In 1812, during the French invasion of Russia, the French soldiers turned the church into a barrack and a hospital. After the war ended, the soldiers robbed the church. Sometime after, there was a fire which destroyed the church's library with the archives, thus eradicating many important documents relating to the church's history. In 1850, the Emperor of Russia Alexander III closed the monastery and gave the church to the Orthodox Christians.

===20th–21st centuries===
In 1906, the interior of the church was restored. During the Soviet occupation of Lithuania, the Church of the Discovery of the Holy Cross was left untouched, although the monastery was closed down.

In 1990, after Lithuania regained independence, work to rebuild the calvary was begun.

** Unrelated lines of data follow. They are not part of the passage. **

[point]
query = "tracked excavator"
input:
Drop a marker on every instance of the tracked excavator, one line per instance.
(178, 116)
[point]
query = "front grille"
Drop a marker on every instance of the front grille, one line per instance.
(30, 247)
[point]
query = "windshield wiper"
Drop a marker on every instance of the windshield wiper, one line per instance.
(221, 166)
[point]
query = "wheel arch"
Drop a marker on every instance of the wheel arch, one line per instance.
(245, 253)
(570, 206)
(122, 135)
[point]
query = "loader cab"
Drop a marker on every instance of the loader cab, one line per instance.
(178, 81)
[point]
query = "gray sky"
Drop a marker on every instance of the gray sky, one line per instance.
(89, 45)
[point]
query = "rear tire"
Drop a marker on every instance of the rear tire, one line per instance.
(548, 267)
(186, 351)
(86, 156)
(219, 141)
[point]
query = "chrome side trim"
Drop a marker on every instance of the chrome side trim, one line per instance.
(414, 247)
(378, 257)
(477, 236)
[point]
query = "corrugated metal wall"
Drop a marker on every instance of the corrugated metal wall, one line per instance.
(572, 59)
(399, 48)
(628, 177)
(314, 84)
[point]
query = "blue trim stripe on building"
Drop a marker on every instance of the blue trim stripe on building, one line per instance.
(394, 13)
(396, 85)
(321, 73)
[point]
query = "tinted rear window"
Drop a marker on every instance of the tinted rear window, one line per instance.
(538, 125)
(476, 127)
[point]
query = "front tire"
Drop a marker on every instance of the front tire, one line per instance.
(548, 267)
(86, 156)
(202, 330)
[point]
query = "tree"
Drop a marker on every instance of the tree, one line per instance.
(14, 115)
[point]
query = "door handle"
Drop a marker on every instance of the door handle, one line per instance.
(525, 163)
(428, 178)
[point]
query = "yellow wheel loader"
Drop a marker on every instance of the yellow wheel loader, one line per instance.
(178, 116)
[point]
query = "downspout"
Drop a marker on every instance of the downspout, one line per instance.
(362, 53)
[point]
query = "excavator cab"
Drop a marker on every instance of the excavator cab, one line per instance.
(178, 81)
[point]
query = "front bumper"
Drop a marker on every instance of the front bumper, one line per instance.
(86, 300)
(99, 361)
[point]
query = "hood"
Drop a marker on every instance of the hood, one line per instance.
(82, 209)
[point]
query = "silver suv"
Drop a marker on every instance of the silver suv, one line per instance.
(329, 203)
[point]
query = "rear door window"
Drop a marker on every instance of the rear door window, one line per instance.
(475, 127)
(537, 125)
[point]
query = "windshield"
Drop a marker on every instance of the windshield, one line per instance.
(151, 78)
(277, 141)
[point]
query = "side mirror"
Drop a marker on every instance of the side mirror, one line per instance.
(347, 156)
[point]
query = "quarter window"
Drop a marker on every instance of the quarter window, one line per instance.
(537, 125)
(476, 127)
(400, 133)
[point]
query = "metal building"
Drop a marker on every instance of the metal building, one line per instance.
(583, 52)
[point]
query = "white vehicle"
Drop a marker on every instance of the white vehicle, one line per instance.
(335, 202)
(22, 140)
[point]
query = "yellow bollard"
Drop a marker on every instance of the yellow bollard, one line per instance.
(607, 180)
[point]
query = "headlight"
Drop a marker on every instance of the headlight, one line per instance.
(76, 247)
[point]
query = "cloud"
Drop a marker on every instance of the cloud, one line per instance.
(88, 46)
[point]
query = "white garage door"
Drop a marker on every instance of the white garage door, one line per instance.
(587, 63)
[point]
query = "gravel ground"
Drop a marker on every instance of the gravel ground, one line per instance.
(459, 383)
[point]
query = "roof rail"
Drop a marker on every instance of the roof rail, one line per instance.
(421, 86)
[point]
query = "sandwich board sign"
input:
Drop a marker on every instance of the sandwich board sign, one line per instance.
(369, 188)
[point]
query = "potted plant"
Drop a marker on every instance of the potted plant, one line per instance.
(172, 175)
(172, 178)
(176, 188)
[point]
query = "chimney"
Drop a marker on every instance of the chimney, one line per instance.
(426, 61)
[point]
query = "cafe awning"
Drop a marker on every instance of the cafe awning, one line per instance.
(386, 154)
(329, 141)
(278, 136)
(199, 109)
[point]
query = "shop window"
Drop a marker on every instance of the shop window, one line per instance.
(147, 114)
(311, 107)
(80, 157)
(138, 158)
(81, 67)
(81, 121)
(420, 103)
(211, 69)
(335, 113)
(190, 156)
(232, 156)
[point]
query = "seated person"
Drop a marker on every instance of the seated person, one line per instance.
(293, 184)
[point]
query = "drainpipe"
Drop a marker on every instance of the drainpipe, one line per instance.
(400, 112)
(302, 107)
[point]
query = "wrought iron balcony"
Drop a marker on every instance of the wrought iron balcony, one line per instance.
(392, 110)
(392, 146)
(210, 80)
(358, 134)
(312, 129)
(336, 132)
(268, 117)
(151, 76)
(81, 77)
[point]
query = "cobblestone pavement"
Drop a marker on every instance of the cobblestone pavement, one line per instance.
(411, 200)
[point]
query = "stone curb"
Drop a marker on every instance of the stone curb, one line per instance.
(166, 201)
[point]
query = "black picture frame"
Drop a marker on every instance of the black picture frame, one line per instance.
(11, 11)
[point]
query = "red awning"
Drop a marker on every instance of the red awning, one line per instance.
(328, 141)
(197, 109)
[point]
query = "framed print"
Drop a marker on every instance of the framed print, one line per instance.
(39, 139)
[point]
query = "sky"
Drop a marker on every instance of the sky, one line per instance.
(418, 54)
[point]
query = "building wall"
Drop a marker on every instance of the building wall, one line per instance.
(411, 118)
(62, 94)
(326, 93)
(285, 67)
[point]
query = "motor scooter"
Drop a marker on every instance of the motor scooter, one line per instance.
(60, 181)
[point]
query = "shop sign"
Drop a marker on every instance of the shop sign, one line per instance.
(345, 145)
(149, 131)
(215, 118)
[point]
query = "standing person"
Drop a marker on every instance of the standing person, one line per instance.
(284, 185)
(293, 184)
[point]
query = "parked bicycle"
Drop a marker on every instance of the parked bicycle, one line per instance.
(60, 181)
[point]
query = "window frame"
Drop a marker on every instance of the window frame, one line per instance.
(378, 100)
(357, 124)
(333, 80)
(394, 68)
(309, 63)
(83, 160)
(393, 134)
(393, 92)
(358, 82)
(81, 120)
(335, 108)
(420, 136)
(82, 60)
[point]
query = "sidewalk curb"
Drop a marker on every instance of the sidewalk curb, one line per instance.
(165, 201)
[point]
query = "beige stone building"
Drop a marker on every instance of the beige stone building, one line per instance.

The chapels were completely rebuilt and solemnly consecrated at Pentecost in 2002. In the span of twelve years, sixteen masonry chapels, seven wooden and one masonry gates and a bridge were built.

==Architecture==
Built high up on a hill, the Baroque-style Church of the Discovery of the Holy Cross is the centre of the Vilnius Calvary ensemble both physically and conceptually. The three stations that commemorate Christ's crucifixion, death and removal from the Cross, are part of the church building. Stations number 31 and 33 are on the outside walls near the transept, while station 32, the Crucifixion, is the main altar inside the church.

Architecturally, the church is a vaulted basilica of Latin-cross shape. Two 77.5 m high towers, which narrow at the top and end with elegant helmets, embellish the facade. The architectural forms of the building are highlighted by polychrome. The main facade of the sanctuary is particularly embellished, with prolonged forms, windows, niches and pilasters of the walls create the vertical line and emphasize the height of the forms. The facade is facing the calvary where the steep high steps lead. Looking up from the base of the stairs, the vertical lines of the church's architecture stand out.

===Interior===
The interior of the church has preserved authentic forms of the late Baroque. Inside the church, the central nave stands out due to its height and width and it passes on to the same-height presbytery, which ends in semicircular apse. A pair of pillars, united by an arch, divides the central part from narrower and lower aisles. The transept is formed by small chapels built in the aisles. Six Baroque altars, made from the artificial multicoloured marble, pulpit, baptistery and organ make a united ensemble of the interior. The architectural forms of altars are elegant; they are embellished by stucco sculptures and decorative mouldings. Designed with a lot of delicate decoration, the pulpit and baptistery are especially original and are united into Rococo composition.